Pain points in covering overhead T&D lines:
Limited capacity in the traditional indemnity market
Widespread power interruptions following Nat Cat & severe weather events, impacting economic acitivity and supply chains
Clients forced to pay significant additional project costs due to Nat-Cat damage/delays on network lines
Premium rate hikes when market conditions harden
Key benefits
Due to the frequency of overhead wire damage of T&D lines, corporates are left scrambling for cover as Nat Cat continues to evolve
Climate change continues to drive new extreme weather records, where 2023 saw an estimated $380 billion in economic losses. Significant events ranged from severe convective storms in the United States to floods in Afghanistan, Australia, India, Thailand and Pakistan, drought in China, earthquakes to typhoons Megi and Nalgae in the Philippines. As some of the largest distribution networks in the world happen to fall into these Nat Cat-prone areas, many corporates and businesses suffer from extreme losses due to overhead wire damage of (T&D) lines. Consequently, following year-over-year losses, many traditional carriers are retreating from the market, leaving exposed corporates unprotected.

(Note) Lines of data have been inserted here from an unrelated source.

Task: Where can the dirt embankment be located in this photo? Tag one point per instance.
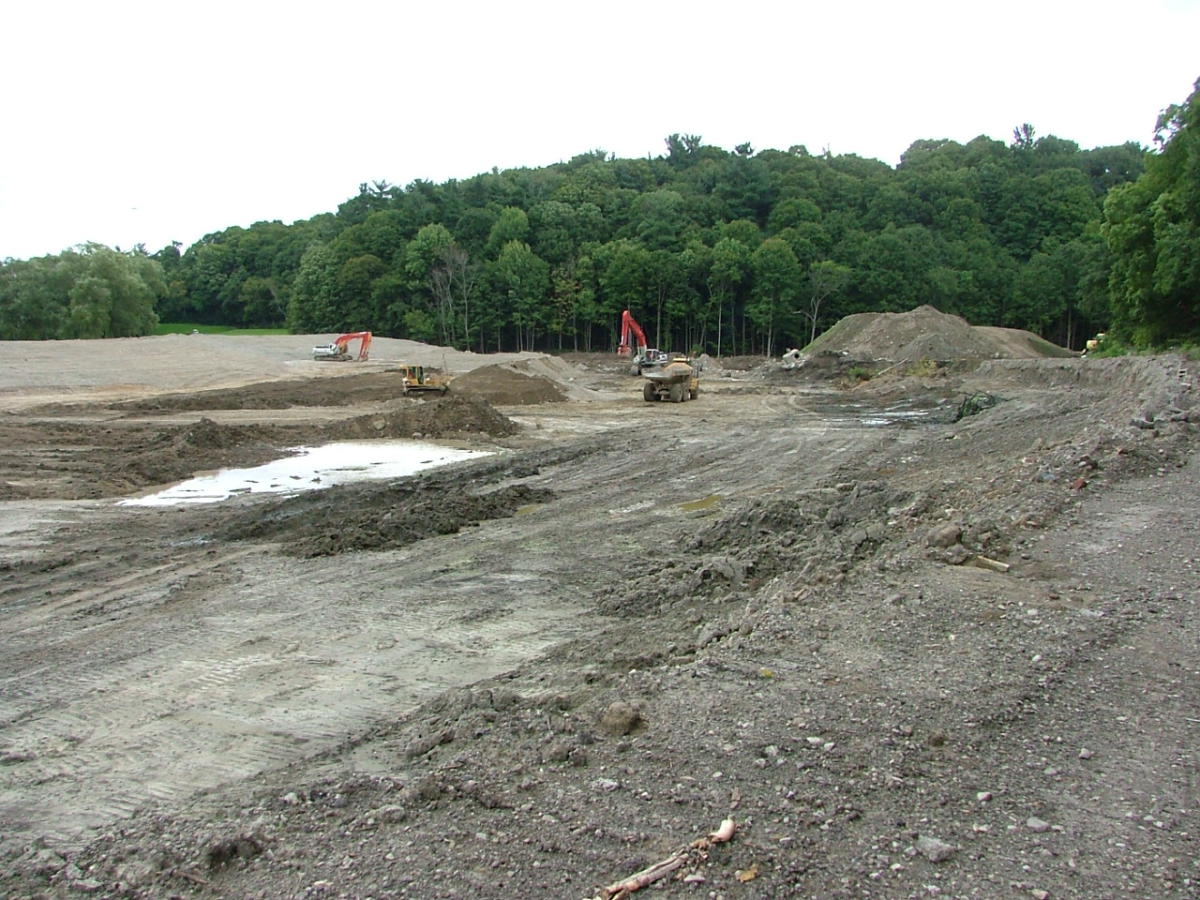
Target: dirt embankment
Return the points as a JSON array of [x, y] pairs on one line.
[[927, 334]]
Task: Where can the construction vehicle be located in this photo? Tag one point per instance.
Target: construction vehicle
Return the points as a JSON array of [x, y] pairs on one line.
[[340, 349], [676, 381], [646, 357], [417, 381]]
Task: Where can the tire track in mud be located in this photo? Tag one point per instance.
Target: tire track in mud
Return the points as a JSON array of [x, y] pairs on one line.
[[203, 669]]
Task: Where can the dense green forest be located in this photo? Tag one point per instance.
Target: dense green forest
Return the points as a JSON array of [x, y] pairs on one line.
[[720, 251]]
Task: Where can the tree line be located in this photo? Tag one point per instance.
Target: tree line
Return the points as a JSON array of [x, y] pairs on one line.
[[720, 251]]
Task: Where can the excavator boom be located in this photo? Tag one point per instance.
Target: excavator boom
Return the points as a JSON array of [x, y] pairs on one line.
[[340, 348], [629, 327]]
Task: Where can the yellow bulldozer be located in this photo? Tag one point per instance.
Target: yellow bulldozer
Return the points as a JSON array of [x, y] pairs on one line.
[[417, 381]]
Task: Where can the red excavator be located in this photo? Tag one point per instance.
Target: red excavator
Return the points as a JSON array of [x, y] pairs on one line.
[[340, 349], [646, 355]]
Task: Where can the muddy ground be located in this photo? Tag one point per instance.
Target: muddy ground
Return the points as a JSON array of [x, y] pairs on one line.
[[907, 655]]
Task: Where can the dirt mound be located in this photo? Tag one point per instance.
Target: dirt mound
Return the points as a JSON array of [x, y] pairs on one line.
[[319, 391], [927, 333], [444, 417], [384, 519], [507, 385]]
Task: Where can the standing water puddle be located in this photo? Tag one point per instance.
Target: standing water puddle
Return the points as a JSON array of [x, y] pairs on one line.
[[311, 469]]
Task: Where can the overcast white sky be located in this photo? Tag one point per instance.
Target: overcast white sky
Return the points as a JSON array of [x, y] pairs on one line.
[[129, 121]]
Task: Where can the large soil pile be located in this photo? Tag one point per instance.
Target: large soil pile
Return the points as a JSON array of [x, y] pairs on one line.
[[927, 333], [507, 387]]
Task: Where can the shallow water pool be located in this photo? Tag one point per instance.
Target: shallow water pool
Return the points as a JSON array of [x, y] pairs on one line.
[[311, 469]]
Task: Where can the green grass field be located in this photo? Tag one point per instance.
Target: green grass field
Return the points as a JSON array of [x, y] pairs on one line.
[[186, 328]]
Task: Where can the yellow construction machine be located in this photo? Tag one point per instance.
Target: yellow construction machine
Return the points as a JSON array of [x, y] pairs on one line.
[[418, 381]]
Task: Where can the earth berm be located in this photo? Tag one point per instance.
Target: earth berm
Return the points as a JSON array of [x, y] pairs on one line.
[[909, 654]]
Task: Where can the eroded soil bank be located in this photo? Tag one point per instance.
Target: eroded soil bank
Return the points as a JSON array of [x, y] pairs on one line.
[[907, 655]]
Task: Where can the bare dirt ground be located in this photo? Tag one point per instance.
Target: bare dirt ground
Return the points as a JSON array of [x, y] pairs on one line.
[[907, 655]]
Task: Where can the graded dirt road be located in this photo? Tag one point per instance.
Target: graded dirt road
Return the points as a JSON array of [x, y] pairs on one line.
[[906, 655]]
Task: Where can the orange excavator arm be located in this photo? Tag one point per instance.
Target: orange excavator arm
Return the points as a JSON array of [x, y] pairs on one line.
[[364, 337], [629, 325]]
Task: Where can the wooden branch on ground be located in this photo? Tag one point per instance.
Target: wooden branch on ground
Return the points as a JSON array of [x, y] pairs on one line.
[[695, 853]]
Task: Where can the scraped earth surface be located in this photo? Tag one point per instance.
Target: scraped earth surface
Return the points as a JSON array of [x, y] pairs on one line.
[[907, 654]]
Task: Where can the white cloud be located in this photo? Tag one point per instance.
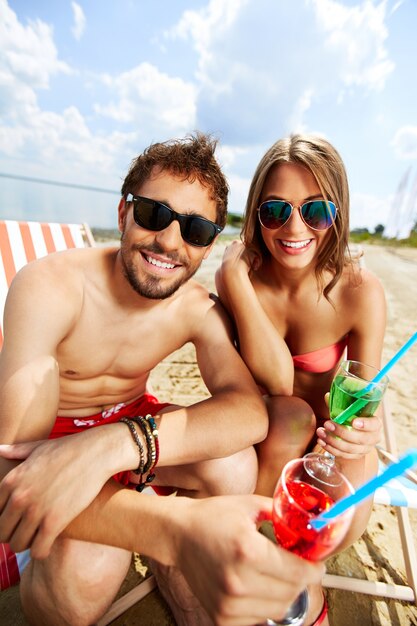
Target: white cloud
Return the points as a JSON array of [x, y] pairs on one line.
[[27, 53], [256, 79], [405, 142], [367, 210], [355, 36], [151, 101], [79, 25]]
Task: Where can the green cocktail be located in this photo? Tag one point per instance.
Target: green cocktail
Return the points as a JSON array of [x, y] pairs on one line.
[[352, 381]]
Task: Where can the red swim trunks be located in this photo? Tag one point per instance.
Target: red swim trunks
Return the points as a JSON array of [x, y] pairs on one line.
[[11, 564], [141, 406]]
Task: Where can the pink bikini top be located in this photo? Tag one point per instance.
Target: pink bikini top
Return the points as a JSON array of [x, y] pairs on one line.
[[321, 360]]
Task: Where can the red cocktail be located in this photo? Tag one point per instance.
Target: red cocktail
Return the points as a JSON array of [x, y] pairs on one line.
[[308, 487]]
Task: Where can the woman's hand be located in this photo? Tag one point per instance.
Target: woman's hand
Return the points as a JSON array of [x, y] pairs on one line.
[[238, 257], [350, 443]]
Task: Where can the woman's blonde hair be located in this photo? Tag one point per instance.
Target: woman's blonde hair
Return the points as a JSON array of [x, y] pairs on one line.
[[324, 162]]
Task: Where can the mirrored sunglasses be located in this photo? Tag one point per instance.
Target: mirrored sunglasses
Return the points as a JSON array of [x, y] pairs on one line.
[[316, 214], [156, 216]]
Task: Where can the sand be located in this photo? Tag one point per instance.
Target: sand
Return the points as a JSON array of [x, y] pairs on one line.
[[377, 555]]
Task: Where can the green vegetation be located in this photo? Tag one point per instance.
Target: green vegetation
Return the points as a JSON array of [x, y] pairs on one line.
[[359, 235]]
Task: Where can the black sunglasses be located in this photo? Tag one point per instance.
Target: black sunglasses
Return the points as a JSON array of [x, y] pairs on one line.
[[317, 214], [154, 215]]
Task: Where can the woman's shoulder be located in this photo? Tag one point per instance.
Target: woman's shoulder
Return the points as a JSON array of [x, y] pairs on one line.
[[358, 282]]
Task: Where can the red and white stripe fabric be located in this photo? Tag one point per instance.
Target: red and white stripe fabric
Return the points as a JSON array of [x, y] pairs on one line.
[[20, 243]]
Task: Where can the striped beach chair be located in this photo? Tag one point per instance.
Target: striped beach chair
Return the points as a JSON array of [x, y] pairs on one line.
[[20, 243], [400, 493]]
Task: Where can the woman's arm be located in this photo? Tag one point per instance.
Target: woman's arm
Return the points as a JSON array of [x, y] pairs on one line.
[[261, 346]]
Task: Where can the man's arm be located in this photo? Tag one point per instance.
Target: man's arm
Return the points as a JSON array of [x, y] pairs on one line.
[[232, 419], [236, 573], [50, 482]]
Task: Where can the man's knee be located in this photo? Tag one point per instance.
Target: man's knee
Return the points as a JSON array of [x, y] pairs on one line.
[[77, 595], [291, 420], [235, 474]]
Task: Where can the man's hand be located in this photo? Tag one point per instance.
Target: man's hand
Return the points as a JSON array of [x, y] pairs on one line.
[[239, 576], [58, 480]]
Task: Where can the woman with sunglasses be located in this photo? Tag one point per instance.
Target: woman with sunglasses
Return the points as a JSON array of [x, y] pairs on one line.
[[298, 301]]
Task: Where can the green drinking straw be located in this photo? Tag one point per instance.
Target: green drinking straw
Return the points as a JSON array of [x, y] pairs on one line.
[[360, 402], [405, 463]]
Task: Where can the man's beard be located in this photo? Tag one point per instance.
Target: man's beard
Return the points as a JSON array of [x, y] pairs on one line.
[[153, 287]]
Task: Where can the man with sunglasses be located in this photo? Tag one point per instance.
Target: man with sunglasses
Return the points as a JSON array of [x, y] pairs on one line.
[[83, 330]]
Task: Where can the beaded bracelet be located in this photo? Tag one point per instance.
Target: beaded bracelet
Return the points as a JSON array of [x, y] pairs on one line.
[[150, 442], [138, 442], [155, 435], [149, 429]]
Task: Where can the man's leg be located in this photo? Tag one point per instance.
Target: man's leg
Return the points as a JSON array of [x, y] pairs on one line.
[[75, 585], [235, 474]]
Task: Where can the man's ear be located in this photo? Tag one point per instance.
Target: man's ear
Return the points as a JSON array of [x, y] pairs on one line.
[[209, 248], [121, 212]]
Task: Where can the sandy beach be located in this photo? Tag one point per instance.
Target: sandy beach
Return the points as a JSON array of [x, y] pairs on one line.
[[377, 555]]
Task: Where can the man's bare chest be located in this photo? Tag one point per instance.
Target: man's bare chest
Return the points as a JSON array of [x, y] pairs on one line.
[[123, 346]]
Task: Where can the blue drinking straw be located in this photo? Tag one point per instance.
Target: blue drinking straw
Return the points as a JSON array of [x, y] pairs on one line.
[[405, 463], [360, 402]]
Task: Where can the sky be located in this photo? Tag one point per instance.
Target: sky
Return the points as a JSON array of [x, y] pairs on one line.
[[86, 86]]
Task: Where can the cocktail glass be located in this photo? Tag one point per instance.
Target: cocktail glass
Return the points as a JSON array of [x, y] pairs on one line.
[[354, 381], [306, 488]]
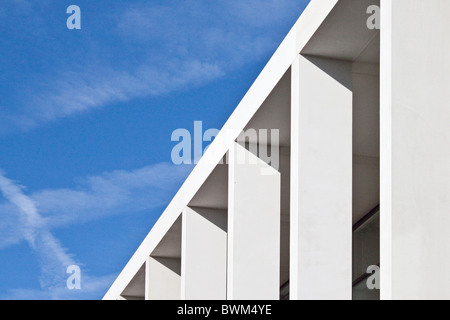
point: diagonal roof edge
(303, 30)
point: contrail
(52, 257)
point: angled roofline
(303, 30)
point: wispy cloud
(71, 93)
(113, 193)
(52, 256)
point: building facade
(353, 201)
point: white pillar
(253, 228)
(204, 254)
(162, 279)
(415, 149)
(321, 180)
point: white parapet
(321, 179)
(253, 227)
(204, 254)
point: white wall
(204, 254)
(162, 279)
(321, 179)
(415, 149)
(253, 228)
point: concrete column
(321, 179)
(415, 149)
(204, 254)
(162, 279)
(253, 227)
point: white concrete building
(363, 178)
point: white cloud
(32, 217)
(157, 49)
(72, 93)
(52, 256)
(117, 192)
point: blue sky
(86, 118)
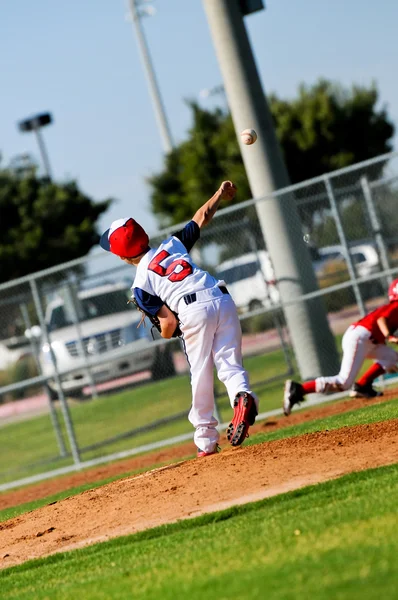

Parametric insurance solutions: protecting T&D networks
The Philippines is highly prone to natural catastrophes, including tropical cyclones (typhoons) and earthquakes. More typhoons are entering the Philippine Area of Responsibility (PAR) than anywhere else in the world, averaging 20 per year, with 8 or 9 crossing into the Philippines. An intense typhoon has the potential to cause not only damage to exposed assets but also severe business interruption losses, which are often vastly underinsured. Therefore, securing rapid financial liquidity is a priority in order to repair the damaged distribution network and return to normal operations.
This is where parametric insurance risk transfer solutions step in and offer access to new sources of capacity in the Philippines, and globally. Descartes’ bespoke and customizable covers provide an alternative solution to all industries dependent on T&D lines and deliver transparent terms and swift liquidity when corporates need them most.
case study example
Case study
Overhead T&D networks have extensive exposure to cyclone risk, which is what a client experienced when Tropical Cyclone Megi hit their large telecom company on April 12, 2022.
Problem
Having suffered recent losses, they faced premium rate hikes. Meanwhile, their dispersed distribution also added challenge to the traditional loss adjustment process, resulting in payment delays & shortfalls.
Solution
If covered at the time, our parametric cover could map the grid & network of T&D lines, providing a granular assessment of their cyclone exposure, with payout structured according to wind speed.
Result
In the case of a policy-triggering windstorm event, remote, near real-time monitoring of storm track and intensity data would have allowed for payment within a few days - with no need to undergo the hassle of loss-adjustment on wide-spread assets.